In what follows we try to predict the outcome variable (categorical variable called "classe") using 53 raw predictors, using popular machine learning algorithms.
Initially, we considered 4 algorithms:
-
- basic regression tree,
-
- basic multinomial logistic regression with lasso penalty,
-
- linear vector support machines,
-
- random forest (a mixture of regression trees).
The algorithms 2 and 3 failed to compute on the data given, so we eliminated these two algorithms from consideration on purely computational grounds (the code for algorithm 2 is given below; the reader can try it, but it failed to give results over 2 hours on a Mac Book Pro). This left us with not much to choose from: the basic regression trees and random forest. It was very easy for random forest to outform a basic regression tree, so we ended up picking the random forest.

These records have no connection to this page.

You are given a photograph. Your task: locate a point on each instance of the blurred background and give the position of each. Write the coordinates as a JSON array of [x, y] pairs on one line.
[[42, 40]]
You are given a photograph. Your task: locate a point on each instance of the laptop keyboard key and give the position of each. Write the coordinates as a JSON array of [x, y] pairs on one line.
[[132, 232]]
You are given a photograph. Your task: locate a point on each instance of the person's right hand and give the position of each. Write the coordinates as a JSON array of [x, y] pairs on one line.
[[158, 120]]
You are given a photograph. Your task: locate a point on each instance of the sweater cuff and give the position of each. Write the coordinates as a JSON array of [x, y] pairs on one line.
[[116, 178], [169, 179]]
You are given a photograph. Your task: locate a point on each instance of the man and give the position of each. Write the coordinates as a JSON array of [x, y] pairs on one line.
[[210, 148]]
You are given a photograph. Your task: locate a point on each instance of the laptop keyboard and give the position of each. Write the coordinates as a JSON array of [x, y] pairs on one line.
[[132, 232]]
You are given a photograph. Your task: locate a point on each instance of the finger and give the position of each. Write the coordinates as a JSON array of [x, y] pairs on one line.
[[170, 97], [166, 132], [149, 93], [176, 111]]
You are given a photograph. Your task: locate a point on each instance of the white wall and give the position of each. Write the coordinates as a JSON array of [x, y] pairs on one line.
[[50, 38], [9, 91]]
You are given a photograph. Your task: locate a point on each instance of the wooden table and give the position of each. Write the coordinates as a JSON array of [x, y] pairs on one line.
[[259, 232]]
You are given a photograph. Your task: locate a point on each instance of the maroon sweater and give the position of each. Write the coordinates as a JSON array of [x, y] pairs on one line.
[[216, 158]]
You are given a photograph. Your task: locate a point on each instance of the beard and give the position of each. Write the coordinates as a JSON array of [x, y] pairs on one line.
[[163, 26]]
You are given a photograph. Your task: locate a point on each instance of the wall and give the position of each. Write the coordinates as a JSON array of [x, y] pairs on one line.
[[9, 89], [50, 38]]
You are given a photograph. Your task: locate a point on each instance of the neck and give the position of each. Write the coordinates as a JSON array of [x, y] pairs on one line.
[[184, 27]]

When judging the performance of the two competing algorithms, we used the training and validation sample, resulting from 60 to 40 split of the original training data. We also have an additional holdout sample of 20 observations, but that's too small to be useful as a real validation sample, so we only considered that last bit of data as a mere curiosity.
We first load the required packages.
library(caret)
## Warning: package 'caret' was built under R version 3.1.3
## Loading required package: lattice
## Loading required package: ggplot2
## Warning: package 'ggplot2' was built under R version 3.1.3
library(rpart)
library(rpart.plot)
## Warning: package 'rpart.plot' was built under R version 3.1.2
library(RColorBrewer)
## Warning: package 'RColorBrewer' was built under R version 3.1.2
library(rattle)
## Warning: package 'rattle' was built under R version 3.1.2
## Rattle: A free graphical interface for data mining with R.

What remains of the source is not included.